Another point that Burnham brought up with this was that once you see your own reflection and realize who you are becoming or what you embodying, that you get the rebellion right. I guess that point is one that is more specific to the event that took place or the reflection that you saw. The idea that you can rebel in the right way connects to the reading from last night about the creative maxims. We need to use everything that’s been given to us. If we look in the mirror and we see a crazy mother, we need to find a way to make that crazy mother into a creative thought that can inspire a great work of art. It’s using our windows and the views we see through them and in them to create more things and become deeper, more inspirational artists.

Sunday, May 2, 2010

To Succeed.


I've spent a lot of this past week working through free-writing and paying attention to that creative artist within me. It's been extremely healthy for me to sit down every night and bang out one page, singled spaced diatribes about my day. I've also been reading a lot this week, most importantly a book on the art of writing called Thunder and Lightning by Natalie Goldberg. This book has really helped me understand myself as a writer and accept the fact that writing doesn't need to be brilliant or profound, it just needs to be honest, from the heart and accessible. One of the many writing exercises Goldberg speaks of in her book is sitting down to reread your old free writes and then spending another page writing down what you felt like were the points you harped upon in your free streams of consciousness.

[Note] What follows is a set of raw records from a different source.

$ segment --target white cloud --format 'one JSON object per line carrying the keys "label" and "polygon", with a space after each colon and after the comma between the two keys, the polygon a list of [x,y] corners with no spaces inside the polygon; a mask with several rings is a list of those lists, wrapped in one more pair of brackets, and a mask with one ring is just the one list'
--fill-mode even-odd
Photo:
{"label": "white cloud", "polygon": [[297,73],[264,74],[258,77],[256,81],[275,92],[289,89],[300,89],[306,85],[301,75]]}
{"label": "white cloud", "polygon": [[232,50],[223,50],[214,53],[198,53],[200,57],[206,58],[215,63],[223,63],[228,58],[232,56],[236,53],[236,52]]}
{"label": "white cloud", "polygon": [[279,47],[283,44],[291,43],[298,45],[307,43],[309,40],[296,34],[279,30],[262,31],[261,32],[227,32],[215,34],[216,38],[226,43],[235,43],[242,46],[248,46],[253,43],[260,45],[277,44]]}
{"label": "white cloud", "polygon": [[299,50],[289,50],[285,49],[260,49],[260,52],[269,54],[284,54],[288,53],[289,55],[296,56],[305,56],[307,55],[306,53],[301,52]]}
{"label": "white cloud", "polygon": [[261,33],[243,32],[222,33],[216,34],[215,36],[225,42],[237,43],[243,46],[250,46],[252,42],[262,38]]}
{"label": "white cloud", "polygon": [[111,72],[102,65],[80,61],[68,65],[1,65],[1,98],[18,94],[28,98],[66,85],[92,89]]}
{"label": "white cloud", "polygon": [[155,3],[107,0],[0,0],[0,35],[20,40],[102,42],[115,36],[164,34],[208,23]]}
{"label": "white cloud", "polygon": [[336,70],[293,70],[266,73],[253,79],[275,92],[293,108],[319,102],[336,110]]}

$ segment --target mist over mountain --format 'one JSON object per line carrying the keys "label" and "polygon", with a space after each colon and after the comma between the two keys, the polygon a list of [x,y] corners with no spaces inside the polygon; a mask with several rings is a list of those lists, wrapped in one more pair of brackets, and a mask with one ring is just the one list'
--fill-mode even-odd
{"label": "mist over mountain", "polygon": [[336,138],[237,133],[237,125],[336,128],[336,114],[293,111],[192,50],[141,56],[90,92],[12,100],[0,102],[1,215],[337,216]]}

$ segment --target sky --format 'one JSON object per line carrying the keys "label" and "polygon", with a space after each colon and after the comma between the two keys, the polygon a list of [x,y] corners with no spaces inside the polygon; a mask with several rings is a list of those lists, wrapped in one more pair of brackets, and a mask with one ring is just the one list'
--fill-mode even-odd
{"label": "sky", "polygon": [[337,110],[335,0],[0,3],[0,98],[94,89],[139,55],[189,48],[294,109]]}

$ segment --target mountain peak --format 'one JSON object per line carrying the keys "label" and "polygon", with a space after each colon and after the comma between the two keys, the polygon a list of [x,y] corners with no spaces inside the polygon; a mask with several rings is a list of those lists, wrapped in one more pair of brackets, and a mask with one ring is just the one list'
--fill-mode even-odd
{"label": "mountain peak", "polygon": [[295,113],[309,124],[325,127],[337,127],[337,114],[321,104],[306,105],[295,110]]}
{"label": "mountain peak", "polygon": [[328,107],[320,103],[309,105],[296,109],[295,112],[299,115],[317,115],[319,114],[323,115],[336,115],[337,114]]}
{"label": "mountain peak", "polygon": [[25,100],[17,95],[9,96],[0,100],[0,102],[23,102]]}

That was the hardest for me because I had to introspectively analyze myself and my thoughts. A little part of me wished that I could have just deleted that giant word document and moved on, but alas, what would we be if we didn't change and grow from inward reflection?

One of the points I found myself focusing on was less of a point and more of a collection of mini vignettes of the most beautiful human beings in my life. I've always had a hard time letting people know how much they mean to me. I feel like they could never be aware of what an impact their being in my life has had on the course of it all and who I am as a human being. And I want them to. I want them to feel a hundred times better about themselves because they've touched someone's life in such a beautiful way that it should be announced. So I write. I spend my nights free writing pages upon pages about you all. Sometimes I am even able to share them with you, so that you can see how much you mean to me, how much you've served to mold me into a better person.

I hope that, as time passes, I am able to share my writings with you and tell you just how much you mean to me. If you feel the same way as I do, with those essential people in your life, I encourage you to remind them how much they mean to you in whatever manner you see fit. To quote Ralph Waldo Emerson, "To laugh often and much; to win the respect of intelligent people and the affection of children...to leave the world a better place...to know even one life has breathed easier because you have lived. This is to have succeeded.”

Let someone know that they have succeeded.